William Miller Sperry Observatory
- Location: New Jersey, United States
- Coordinates: 40°39′59″N 74°19′24″W﻿ / ﻿40.66639°N 74.32333°W
- Altitude: 23 m (75 ft)
- Website: www.asterism.org/jsp/observatory.jsp

Telescopes
- E.T. Pearson Memorial Telescope: 24-inch reflector

= William Miller Sperry Observatory =

The William Miller Sperry Observatory, also known simply as the Sperry Observatory, is an astronomical observatory owned by Union County College and operated by Amateur Astronomers, Incorporated. The observatory is located on the property of Union County College on their Cranford, New Jersey campus. It was named after William Miller Sperry and dedicated in 1967.

Mrs. Carrie Regina Beinecke and her son, William Sperry Beinecke, made a $150,000 donation to what was then the Union County Junior College. The donation was used to build Sperry Observatory, which was dedicated on May 21, 1967 in honor of William Miller Sperry, Mrs. Beinecke's father. Harvard astronomer Harlow Shapley was the keynote speaker at the 1967 dedication.

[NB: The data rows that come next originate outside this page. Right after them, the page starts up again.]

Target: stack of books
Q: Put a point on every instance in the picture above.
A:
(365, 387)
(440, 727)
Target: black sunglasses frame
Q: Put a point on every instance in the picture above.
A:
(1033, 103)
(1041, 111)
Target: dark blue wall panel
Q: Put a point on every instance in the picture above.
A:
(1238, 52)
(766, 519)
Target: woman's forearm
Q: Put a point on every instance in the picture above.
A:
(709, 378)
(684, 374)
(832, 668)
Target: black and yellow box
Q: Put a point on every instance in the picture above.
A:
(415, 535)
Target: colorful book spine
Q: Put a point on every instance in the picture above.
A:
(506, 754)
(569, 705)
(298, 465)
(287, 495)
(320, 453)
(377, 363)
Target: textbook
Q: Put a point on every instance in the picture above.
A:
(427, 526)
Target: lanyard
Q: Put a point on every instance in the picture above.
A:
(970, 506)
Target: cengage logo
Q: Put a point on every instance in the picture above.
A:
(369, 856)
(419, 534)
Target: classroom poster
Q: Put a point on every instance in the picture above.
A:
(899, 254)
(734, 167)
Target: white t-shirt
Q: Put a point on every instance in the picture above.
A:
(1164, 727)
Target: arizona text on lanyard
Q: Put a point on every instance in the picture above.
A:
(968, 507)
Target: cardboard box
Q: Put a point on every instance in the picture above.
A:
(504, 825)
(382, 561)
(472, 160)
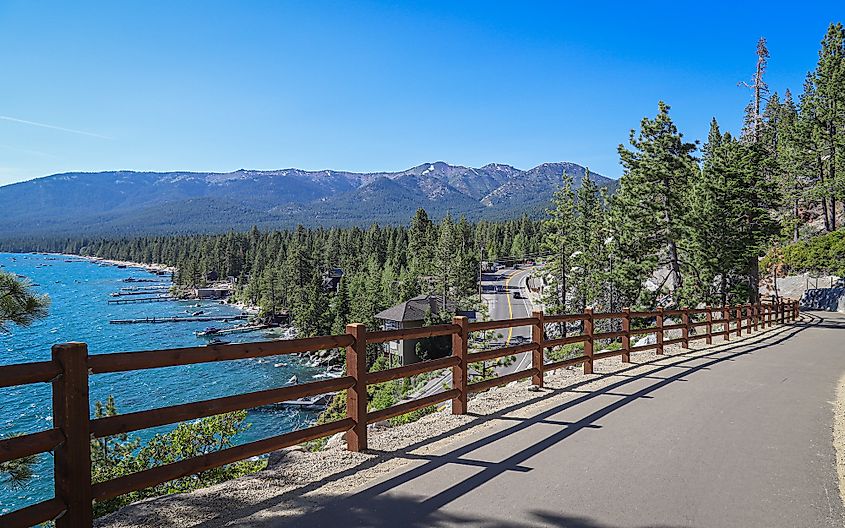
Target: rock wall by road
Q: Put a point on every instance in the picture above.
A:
(827, 299)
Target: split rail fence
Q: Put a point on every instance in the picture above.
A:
(73, 428)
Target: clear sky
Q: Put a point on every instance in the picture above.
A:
(369, 86)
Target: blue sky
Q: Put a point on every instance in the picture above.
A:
(374, 85)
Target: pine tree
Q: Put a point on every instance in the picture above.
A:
(559, 244)
(651, 201)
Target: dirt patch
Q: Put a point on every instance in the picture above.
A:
(839, 435)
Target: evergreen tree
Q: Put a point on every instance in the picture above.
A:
(651, 203)
(559, 244)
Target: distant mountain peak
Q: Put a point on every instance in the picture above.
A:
(141, 202)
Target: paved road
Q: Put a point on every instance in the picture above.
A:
(739, 437)
(503, 305)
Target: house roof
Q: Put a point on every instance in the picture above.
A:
(415, 309)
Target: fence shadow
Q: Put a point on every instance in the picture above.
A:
(374, 506)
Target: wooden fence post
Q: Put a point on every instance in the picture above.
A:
(538, 330)
(71, 414)
(588, 344)
(356, 396)
(750, 318)
(626, 338)
(659, 333)
(460, 342)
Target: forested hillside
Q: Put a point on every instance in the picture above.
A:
(128, 203)
(688, 223)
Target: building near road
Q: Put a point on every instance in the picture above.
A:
(411, 314)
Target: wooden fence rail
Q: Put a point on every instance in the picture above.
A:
(73, 428)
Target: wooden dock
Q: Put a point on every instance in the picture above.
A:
(162, 298)
(140, 292)
(198, 319)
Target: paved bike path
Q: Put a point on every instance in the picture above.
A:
(740, 436)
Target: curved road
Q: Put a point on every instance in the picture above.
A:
(736, 436)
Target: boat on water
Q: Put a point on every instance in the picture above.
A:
(209, 331)
(308, 403)
(331, 373)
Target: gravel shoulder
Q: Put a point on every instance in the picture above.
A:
(298, 482)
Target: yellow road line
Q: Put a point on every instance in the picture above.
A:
(510, 306)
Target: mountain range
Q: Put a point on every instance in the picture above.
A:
(131, 203)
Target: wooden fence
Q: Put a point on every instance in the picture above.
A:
(73, 427)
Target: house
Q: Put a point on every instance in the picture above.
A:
(410, 314)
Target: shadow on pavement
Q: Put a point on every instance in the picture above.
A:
(376, 506)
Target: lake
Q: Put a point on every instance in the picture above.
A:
(80, 291)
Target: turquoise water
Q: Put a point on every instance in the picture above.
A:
(79, 311)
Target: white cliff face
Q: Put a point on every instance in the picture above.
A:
(826, 299)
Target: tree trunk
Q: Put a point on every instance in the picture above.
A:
(753, 279)
(675, 267)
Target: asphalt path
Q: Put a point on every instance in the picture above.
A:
(737, 436)
(499, 289)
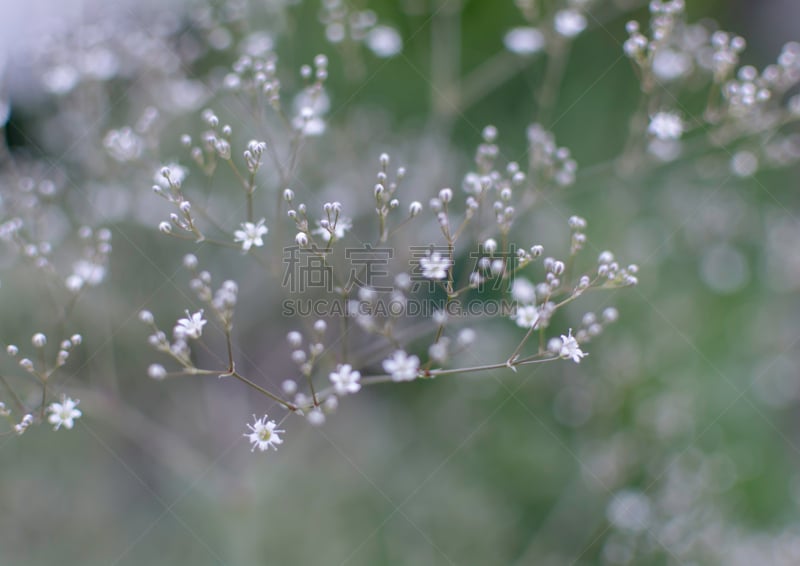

Sperry Observatory has been operated since its dedication by Amateur Astronomers, Inc. The observatory houses two of the largest telescopes on the East Coast open to the public on a weekly basis. The East Dome holds a 10-inch f/15 refractor built by AAI members and donated to the college in November 1972. The West Dome has a 24-inch f/11 Cassegrain reflector purchased and owned by AAI, and installed in October 1974.